Puede parecer anacrónico. Algo que es de otra época y que su mensaje parece que molesta en los tiempos que corren estando como estamos engolfados y enfangados en lo que a diario nos acercan los medios de comunicación social. Efectivamente, nada que ver con el glamour del famoseo con las noticias de la frivolidad reinante, en los dimes y diretes del patio de mi casa que es particular. Poco que ver con los dramas que asolan a la humanidad metida en tanta guerra, o zambullida en algunas políticas de paripé que hacen de la mentira su programa y señalan sus poltronas como objetivo de sus conquistas pagando lo que sea y no siempre con su bolsillo. Y si de confusión hablamos, tampoco el patio católico está últimamente resultando un vergel en el que se respira un aire amable, sereno y bien fundado, donde las cosas importantes mantienen su belleza y solidez.
¿A qué me estoy refiriendo? Hay tres gestos que se nos recuerdan siempre en el evangelio del miércoles de ceniza, y que vienen a ser tres propuestas para hacer un recorrido creyente en estos cuarenta días que nos conducirán hasta la pascua florida de una resurrección cierta y viable. Se trata de una apretada catequesis que quiso dar el mismo Jesús a sus discípulos con un estribillo que ponía en el candelero algo que para Él resultaba hiriente: no seáis hipócritas cuando oréis, cuando ayunéis o cuando deis limosna.
La hipocresía ha pasado a ser un adjetivo tan cotidiano, casi lo tenemos tan asimilado, que pasa desapercibido sin que caigamos en la cuenta al no estar avisados ni tampoco concienciados de su peligro. En su etimología griega, la palabra hipocresía significa “fingimiento de cualidades o sentimientos contrarios a los que verdaderamente se tienen o experimentan”, y viene señalado como sinónimo de falsedad, doblez, cinismo, fariseísmo, insinceridad, disimulo, simulación, santurronería, comedia. Es todo un elenco de la pasarela actual cuando vemos los escenarios antes señalados en donde dolorosamente se reconocen estas poses hipócritas. Jesús señala esta especie de pecado capital, cuando invitaba precisamente a sus oyentes, discípulos fervientes y otros curiosos que escuchaban impávidos sus palabras, para que no cayesen precisamente en la hipocresía que engaña. Luego vendría la breve explicación de los tres gestos que indican ese itinerario que acompaña la vida y culmina la andadura de la pascua.

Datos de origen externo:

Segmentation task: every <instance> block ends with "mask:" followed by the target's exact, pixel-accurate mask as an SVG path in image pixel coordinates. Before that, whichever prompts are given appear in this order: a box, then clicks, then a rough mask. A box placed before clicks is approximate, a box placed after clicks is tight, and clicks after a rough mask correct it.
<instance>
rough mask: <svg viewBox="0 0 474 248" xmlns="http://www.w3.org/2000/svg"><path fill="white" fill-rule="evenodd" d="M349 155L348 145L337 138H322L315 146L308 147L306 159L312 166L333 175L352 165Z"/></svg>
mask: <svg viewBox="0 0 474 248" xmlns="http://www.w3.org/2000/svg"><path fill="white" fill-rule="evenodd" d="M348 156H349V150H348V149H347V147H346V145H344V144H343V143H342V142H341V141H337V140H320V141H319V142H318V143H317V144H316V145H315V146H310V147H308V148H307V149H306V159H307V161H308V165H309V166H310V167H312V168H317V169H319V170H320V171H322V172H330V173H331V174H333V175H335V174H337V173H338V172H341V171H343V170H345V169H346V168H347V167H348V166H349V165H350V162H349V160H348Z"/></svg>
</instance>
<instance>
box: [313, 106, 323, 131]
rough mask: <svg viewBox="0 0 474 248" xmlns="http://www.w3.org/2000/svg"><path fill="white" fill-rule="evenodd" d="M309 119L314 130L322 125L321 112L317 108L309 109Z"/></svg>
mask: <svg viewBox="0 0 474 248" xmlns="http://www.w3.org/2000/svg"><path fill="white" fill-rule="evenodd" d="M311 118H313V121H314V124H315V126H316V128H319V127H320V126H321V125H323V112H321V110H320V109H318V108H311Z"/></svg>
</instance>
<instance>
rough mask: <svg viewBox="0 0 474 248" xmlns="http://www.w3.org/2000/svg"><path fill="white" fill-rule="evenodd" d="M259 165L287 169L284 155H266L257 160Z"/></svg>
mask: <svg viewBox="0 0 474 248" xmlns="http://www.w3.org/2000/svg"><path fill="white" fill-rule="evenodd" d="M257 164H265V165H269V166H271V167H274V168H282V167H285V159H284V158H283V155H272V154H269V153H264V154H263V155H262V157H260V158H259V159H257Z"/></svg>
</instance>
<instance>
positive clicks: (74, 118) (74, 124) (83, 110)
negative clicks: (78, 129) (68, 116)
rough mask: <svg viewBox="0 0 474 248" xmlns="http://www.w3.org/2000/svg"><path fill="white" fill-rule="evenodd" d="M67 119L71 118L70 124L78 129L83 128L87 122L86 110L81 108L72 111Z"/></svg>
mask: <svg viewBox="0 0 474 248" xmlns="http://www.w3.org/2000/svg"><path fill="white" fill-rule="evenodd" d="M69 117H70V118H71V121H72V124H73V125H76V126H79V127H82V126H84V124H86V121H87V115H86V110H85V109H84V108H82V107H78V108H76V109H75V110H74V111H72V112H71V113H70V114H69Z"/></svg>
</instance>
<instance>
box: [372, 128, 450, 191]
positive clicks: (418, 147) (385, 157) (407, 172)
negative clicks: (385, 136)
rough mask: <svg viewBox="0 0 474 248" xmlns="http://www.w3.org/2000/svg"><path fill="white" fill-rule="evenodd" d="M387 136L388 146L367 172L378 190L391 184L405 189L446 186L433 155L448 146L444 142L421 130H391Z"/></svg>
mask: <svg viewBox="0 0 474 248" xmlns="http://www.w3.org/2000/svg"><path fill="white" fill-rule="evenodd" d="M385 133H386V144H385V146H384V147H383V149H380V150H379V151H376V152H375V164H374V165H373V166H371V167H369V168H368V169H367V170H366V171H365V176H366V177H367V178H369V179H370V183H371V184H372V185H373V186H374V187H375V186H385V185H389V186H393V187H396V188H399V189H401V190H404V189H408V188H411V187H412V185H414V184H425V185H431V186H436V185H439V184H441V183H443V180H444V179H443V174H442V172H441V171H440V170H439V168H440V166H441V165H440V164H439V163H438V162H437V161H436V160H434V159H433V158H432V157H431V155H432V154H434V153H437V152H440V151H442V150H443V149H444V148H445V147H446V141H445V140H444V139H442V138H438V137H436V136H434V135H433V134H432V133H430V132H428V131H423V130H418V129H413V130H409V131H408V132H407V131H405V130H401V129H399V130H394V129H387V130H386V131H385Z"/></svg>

En primer lugar, la oración, que no son plegarias aprendidas de memoria y quizás no vividas en la entraña cotidiana, sino la certeza de una mirada que no vuelve la cabeza al asomarse a mi vida: esa que crece, se enamora, que tropieza y cae, que enferma y tiembla, que tiene miedos y esperanzas. Siempre habrá unos ojos que me acompañan, y no son los del gran gendarme que me fiscaliza, sino los del buen padre que madruga para otear el día de mi regreso y adelantar mi llegada. Después la limosna, que no son unas monedas que doy al pesado que me asalta desde su precariedad, sino mi propia vida entregada como limosna verdadera: mi tiempo, mis talentos, mi acogida, mi ternura, mi consejo, mi caridad. Finalmente, el ayuno. Tampoco es dejar la ingesta de alimentos sin más, sino prescindir de lo que no me nutre, de aquello que me debilita, lo que termina siendo tóxico para mi alma, mi cuerpo, mi corazón. Este es el ayuno que mejor alimenta.
Así, sin hipocresía, dando comienzo a una nueva cuaresma como un tiempo de renovación, de verdadera conversión en tantas actitudes, en las opciones varias, en los recuerdos no seleccionados caprichosamente, ni tampoco los proyectos que se atienen a la agenda de nuestra pretensión. Aunque entre con calzador en la horma de los tiempos actuales, en nuestro universo mundo y en nuestra comunidad cristiana, la cuaresma será un período de gracia que nos ayudará a ser sinceramente verdaderos ante Dios y ante los hombres sin caretas hipócritas en la farándula convenida.